Presently Juanna slipped from his embrace and said, “Listen to me, Leonard: are men all blind, I wonder, or are you an exception? I don’t know and don’t want to know, but certainly it does seem strange that what has been so painfully patent to myself for the last five or six months, should have been invisible to you. Leonard, you were not the only one who fell in love yonder in the slave camp. But you quickly checked my folly by telling me the story of Jane Beach, and of course after that, whatever my thoughts may have been, I did my utmost to hide them from you, with more success, it seems, than I expected. Indeed I am not sure that I am wise to let you see them now, for though you declare that Jane is dead and buried, she might re-arise at any moment. I do not believe that men forget their first loves, Leonard, though they may persuade themselves to the contrary—when they are a long way from them.”
“Don’t you think that we might drop Jane, dear?” he answered with some impatience, for Juanna’s words brought back to his mind visions of another love-scene that had taken place amid the English snows more than seven years before.
“I am sure that I am quite ready to drop her now and for ever. But do not let us begin to spar when so little time is left to us. Let us talk of other things. Tell me that you love me, love me, love me, for those are the words that I would hear ringing in my ears before they become deaf to this world and its echoes, and those are the words with which I hope that you will greet me some few hours hence and in a happier land. Leonard, tell me that you love me for to-day and for to-morrow, now and for ever.”
So he told her that and much more, speaking to her earnestly, hopefully, and most tenderly, as a man might speak to the woman whom he worshipped and with whom he is about to travel to that shore of which we know nothing, though day and night we hear the waves that bear us forward break yonder on its beach. They talked for long, and ever while they talked Juanna grew gentler and more human, as the barriers of pride melted in the fire of her passion and the shadow of death gathered thicker upon her and the man she loved. At length her strength gave way utterly and she wept upon Leonard’s breast like some frightened child, and from weeping sank into deep slumber or swoon, he knew not which. Then he kissed her upon the forehead, and, carrying her to her bed, laid her down to rest awhile before she died, returning himself to the throne-room.

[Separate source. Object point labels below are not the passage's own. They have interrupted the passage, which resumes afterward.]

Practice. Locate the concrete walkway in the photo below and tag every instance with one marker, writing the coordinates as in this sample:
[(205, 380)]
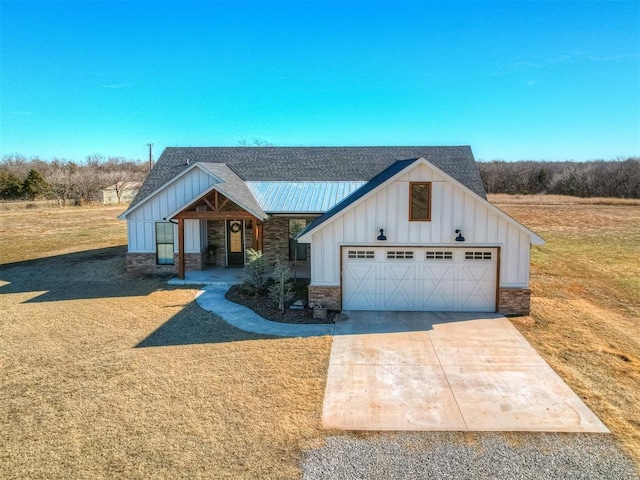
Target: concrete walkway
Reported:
[(211, 298), (444, 371)]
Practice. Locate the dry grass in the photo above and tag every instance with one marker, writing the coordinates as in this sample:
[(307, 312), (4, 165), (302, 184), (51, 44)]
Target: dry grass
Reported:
[(36, 233), (586, 305), (197, 399), (505, 199), (106, 375)]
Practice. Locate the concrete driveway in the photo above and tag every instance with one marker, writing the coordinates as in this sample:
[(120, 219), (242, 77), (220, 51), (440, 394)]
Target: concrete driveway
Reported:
[(444, 371)]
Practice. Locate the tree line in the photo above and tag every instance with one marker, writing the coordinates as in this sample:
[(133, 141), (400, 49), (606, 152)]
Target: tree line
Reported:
[(66, 181), (619, 178)]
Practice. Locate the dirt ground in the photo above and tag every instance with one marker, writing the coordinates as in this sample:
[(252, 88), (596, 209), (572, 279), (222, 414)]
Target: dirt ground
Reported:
[(107, 375)]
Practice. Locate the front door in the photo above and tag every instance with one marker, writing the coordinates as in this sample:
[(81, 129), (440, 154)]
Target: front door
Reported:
[(235, 243)]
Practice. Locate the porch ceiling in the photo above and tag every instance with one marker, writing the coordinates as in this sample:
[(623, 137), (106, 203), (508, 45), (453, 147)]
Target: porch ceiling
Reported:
[(213, 205)]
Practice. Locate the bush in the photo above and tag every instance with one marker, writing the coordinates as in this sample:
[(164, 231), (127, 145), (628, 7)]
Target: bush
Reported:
[(255, 277), (280, 292)]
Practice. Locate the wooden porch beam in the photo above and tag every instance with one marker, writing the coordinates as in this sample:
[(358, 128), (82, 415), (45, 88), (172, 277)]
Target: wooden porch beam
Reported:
[(228, 215)]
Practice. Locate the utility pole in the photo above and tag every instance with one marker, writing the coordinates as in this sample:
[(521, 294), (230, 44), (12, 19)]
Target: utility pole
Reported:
[(150, 145)]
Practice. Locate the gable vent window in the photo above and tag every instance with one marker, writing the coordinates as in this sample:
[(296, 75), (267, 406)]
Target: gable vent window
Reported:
[(420, 202), (477, 255), (439, 255), (399, 255), (361, 254)]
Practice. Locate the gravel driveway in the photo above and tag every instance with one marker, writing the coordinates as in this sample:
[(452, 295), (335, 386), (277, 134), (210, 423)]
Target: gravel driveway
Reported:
[(456, 455)]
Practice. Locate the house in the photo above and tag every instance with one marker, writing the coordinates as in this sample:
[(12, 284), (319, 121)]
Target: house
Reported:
[(127, 191), (385, 228)]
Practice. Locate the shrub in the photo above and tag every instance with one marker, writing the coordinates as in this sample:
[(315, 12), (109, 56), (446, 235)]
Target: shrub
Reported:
[(255, 277), (280, 292)]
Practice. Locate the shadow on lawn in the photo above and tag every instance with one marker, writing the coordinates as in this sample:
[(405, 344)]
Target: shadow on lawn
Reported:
[(192, 326), (89, 274)]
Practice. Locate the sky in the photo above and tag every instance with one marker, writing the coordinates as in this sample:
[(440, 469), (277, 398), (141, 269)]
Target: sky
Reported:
[(515, 80)]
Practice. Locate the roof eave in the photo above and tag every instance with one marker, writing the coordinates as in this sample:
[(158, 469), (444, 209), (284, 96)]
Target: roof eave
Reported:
[(123, 215)]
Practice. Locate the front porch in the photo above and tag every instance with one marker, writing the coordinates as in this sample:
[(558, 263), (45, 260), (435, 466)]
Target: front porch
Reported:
[(228, 276)]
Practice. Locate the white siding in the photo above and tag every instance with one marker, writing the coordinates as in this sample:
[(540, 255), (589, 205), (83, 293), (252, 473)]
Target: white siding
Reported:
[(388, 208), (141, 221)]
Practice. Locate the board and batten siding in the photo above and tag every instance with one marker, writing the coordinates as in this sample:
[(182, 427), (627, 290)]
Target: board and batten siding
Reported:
[(141, 221), (451, 208)]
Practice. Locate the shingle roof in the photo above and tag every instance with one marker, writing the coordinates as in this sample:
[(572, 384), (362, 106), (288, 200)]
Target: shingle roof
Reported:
[(234, 188), (299, 164)]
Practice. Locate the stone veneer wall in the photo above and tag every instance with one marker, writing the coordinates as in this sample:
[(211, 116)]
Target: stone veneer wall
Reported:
[(146, 263), (514, 301), (326, 296)]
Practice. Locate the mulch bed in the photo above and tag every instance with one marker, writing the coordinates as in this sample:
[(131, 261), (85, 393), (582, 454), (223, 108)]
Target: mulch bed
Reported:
[(263, 306)]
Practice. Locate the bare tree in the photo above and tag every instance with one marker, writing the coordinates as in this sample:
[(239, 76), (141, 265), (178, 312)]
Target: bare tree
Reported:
[(61, 176)]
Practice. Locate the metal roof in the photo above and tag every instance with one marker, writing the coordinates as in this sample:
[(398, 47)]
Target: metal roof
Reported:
[(301, 197), (310, 164)]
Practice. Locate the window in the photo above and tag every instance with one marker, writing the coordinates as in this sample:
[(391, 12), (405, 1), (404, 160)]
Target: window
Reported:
[(164, 243), (419, 202), (361, 254), (439, 256), (477, 255), (399, 255), (297, 251)]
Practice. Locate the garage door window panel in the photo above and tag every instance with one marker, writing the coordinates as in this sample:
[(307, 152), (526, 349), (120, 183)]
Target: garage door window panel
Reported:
[(420, 202)]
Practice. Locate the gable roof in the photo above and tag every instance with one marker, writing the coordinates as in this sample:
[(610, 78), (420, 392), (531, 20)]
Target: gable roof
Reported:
[(231, 187), (394, 171), (308, 164)]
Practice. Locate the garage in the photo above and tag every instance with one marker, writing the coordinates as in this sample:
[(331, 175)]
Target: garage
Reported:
[(450, 279)]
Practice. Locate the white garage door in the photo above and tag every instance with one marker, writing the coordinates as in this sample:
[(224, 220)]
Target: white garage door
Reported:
[(419, 279)]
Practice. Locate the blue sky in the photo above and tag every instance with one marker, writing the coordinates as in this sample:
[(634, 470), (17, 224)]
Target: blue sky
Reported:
[(515, 80)]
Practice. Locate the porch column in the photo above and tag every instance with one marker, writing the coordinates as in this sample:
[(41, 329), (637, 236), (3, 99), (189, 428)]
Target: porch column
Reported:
[(256, 233), (181, 248)]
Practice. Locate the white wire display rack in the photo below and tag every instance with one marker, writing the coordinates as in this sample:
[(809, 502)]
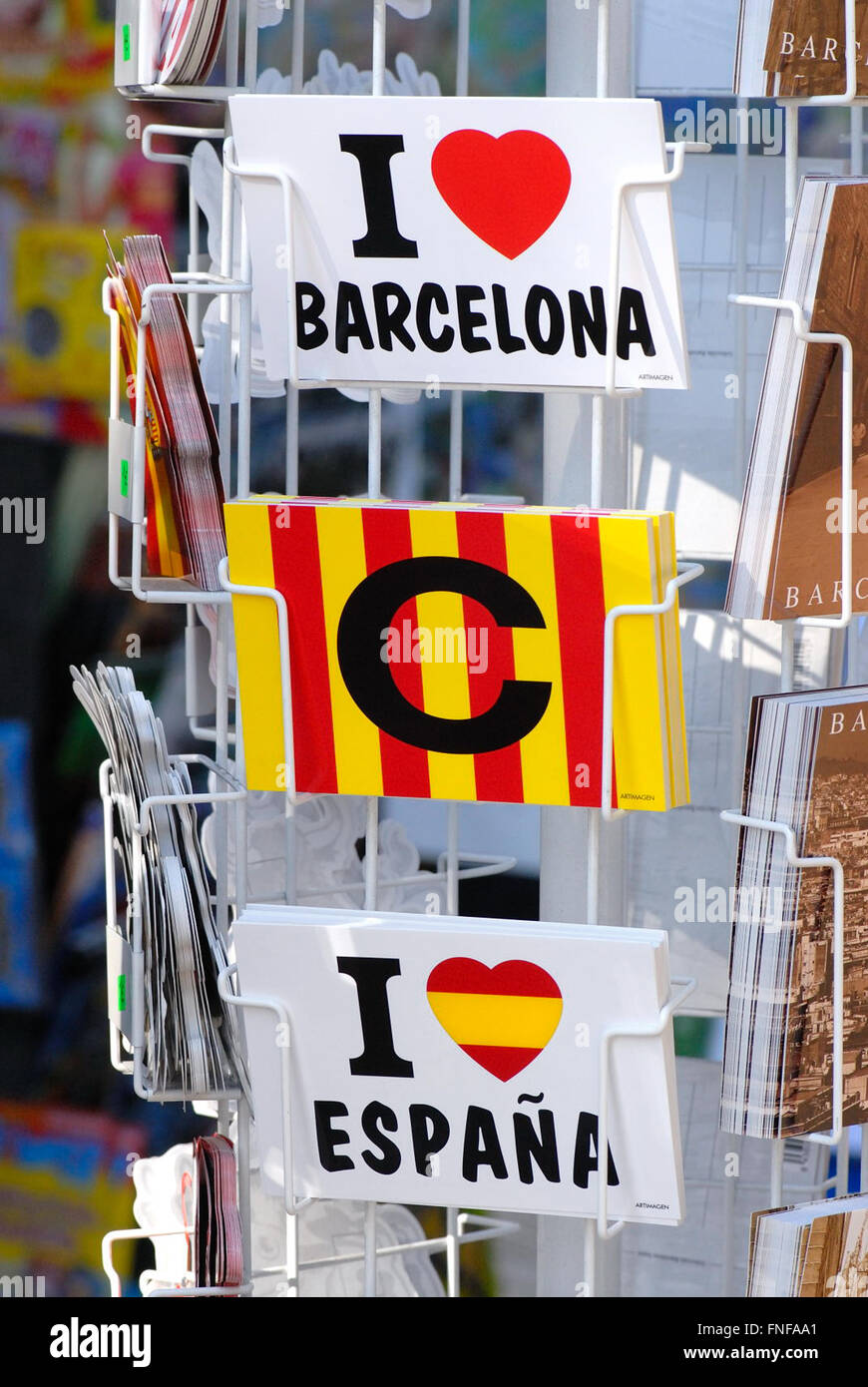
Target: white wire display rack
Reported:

Here he found Francisco and Otter.
“Look, Baas,” said the dwarf, producing from beneath his goat-skin cloak an article which he had employed the last hour in constructing. It was a fearful and a wonderful instrument, made out of the two sacrificial knives that had been left by the priests on the occasion of the kidnapping of the last of the Settlement men. The handles of these knives Otter had lashed together immovably with strips of hide, forming from them a weapon two feet or more in length, of which the curved points projected in opposite directions.
“What is that for, Otter?” said Leonard carelessly, for he was thinking of other things.
“This is for the Crocodile to eat, Baas; I have seen his brothers caught like that before in the marshes of the Zambesi,” replied the dwarf with a grin. “Doubtless he thinks to eat me, but I have made another food ready for him. Ah! of one thing I am sure, that if he comes out there will be a good fight, whoever conquers in the end.”
Then he proceeded to fix a hide rope to the handles of the knives, and having made it fast about his body with a running noose, he coiled its length, which may have measured some thirty feet, round and round his middle, artfully concealing its bulk together with the knives beneath his cloak and moocha.